The Kelly Criterion: The Mathematics of Optimal Betting
Imagine you have a coin that lands heads 60% of the time. A casino offers you even-money bets: bet a dollar, win a dollar. You have $1,000 in your pocket and unlimited time to play. How much should you bet on each flip?
Most people's instincts here are badly calibrated. Some say bet big — you have the edge, press it. Others say bet small — you don't want to risk ruin. A few say bet everything, since you'll almost certainly win in the long run. All of these intuitions miss a deep mathematical truth that wasn't discovered until 1956, when a physicist at Bell Laboratories named John Kelly Jr. solved the problem completely. His answer was exact: bet exactly 20% of your bankroll on every flip.

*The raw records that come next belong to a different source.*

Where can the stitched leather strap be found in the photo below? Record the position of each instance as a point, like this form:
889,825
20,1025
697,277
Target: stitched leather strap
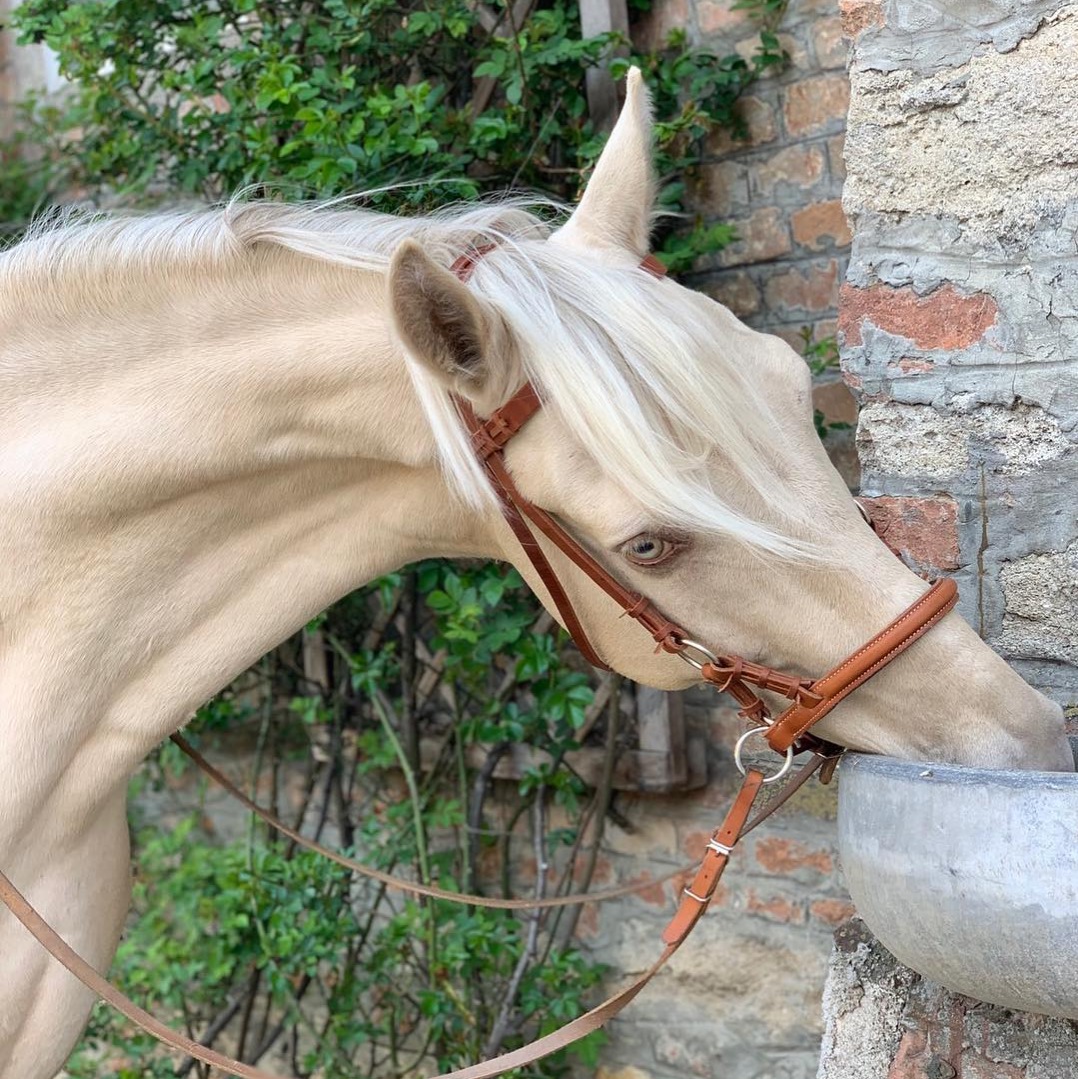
871,658
688,913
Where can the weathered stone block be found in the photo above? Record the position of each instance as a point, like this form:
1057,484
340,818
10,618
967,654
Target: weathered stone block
1041,614
959,141
829,42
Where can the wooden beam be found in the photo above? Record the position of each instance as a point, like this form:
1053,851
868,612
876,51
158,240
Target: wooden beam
601,16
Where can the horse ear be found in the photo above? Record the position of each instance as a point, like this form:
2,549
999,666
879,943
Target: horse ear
444,325
616,208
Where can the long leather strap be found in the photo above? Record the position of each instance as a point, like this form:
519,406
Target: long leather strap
695,901
871,658
399,884
812,700
432,891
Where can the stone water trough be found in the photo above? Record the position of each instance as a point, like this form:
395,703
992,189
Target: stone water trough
968,875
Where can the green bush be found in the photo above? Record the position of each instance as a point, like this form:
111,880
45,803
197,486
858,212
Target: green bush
259,944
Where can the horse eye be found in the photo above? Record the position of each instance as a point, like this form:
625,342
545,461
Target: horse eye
649,550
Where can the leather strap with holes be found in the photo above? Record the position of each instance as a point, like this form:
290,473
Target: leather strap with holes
810,701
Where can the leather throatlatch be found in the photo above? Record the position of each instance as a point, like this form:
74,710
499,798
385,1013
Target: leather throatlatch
809,699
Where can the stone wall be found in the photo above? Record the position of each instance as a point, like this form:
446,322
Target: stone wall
959,318
21,69
741,1001
959,330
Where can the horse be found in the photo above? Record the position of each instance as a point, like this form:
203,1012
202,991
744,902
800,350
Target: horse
214,423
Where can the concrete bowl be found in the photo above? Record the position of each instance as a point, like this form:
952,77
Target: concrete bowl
968,875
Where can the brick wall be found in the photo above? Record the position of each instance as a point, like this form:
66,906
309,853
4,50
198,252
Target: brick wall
959,330
781,187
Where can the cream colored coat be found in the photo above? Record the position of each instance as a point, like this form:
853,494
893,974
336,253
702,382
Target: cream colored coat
198,456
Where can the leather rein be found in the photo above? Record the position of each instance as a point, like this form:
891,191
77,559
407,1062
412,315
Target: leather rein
810,699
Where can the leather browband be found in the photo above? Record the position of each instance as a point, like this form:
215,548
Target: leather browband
812,699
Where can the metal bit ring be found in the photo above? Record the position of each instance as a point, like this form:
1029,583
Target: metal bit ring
740,766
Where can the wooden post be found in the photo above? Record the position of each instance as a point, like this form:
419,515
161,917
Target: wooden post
600,16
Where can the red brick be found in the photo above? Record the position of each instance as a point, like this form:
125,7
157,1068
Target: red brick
925,529
762,236
813,105
812,289
942,318
829,42
834,912
786,856
720,187
912,1059
858,15
737,291
717,16
799,166
775,909
652,895
814,224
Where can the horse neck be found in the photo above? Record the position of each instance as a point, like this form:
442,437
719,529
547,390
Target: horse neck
192,467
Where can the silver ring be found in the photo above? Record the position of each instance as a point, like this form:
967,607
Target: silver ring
737,754
710,657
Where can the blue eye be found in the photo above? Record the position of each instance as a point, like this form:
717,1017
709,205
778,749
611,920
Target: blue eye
649,549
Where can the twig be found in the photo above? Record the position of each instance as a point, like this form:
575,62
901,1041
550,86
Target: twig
531,945
479,787
603,794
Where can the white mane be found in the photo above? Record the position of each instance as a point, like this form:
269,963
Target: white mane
618,356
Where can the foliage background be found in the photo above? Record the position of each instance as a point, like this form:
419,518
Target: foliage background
398,706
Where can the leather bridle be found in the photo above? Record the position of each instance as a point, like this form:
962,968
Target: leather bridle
810,699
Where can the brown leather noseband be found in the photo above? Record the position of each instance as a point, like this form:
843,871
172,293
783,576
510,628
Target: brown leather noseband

Not 10%, not 50%, not "it depends." Twenty percent. And if your bankroll grows or shrinks, your next bet grows or shrinks with it. This is the Kelly Criterion, and it turns out to be one of the most consequential formulas in the history of money.
The Concept
The Kelly Criterion is a formula for choosing bet sizes that maximizes your long-run wealth growth. It was first published in July 1956 in the Bell System Technical Journal under the title "A New Interpretation of Information Rate" — a deliberately cryptic name, because AT&T's executives had objected to the word "gambling" appearing in a Bell Labs publication. The paper's original working title had been "Information Theory and Gambling," which was far more accurate.
The formula itself is elegant:
f = (bp - q) / b
Where:
- f is the fraction of your bankroll to bet
- p is the probability of winning
- q is the probability of losing (which equals 1 - p)
- b is the net odds you receive (on an even-money bet, b = 1)
For an even-money bet, this simplifies beautifully to f = p - q, or equivalently f = 2p - 1. Plug in our 60% coin: f = 0.6 - 0.4 = 0.20. Bet 20% of whatever you currently have, every single time.
There's a deeper way to express the same idea: Kelly = Edge / Odds. Your "edge" is how much you expect to profit per dollar bet. Your "odds" is what you get back per dollar bet. Divide one by the other, and you have the optimal fraction.
The reason this formula is correct — and not just a useful heuristic — comes from what it maximizes. Kelly didn't set out to maximize expected profit. He set out to maximize the expected logarithm of wealth, which turns out to be equivalent to maximizing the long-run geometric growth rate of your bankroll. These are very different objectives. Expected profit would tell you to bet everything on every flip, since betting $1,000 gives you the highest expected dollar return. But betting everything means one loss — which will happen 40% of the time — wipes you out entirely. You never recover from zero.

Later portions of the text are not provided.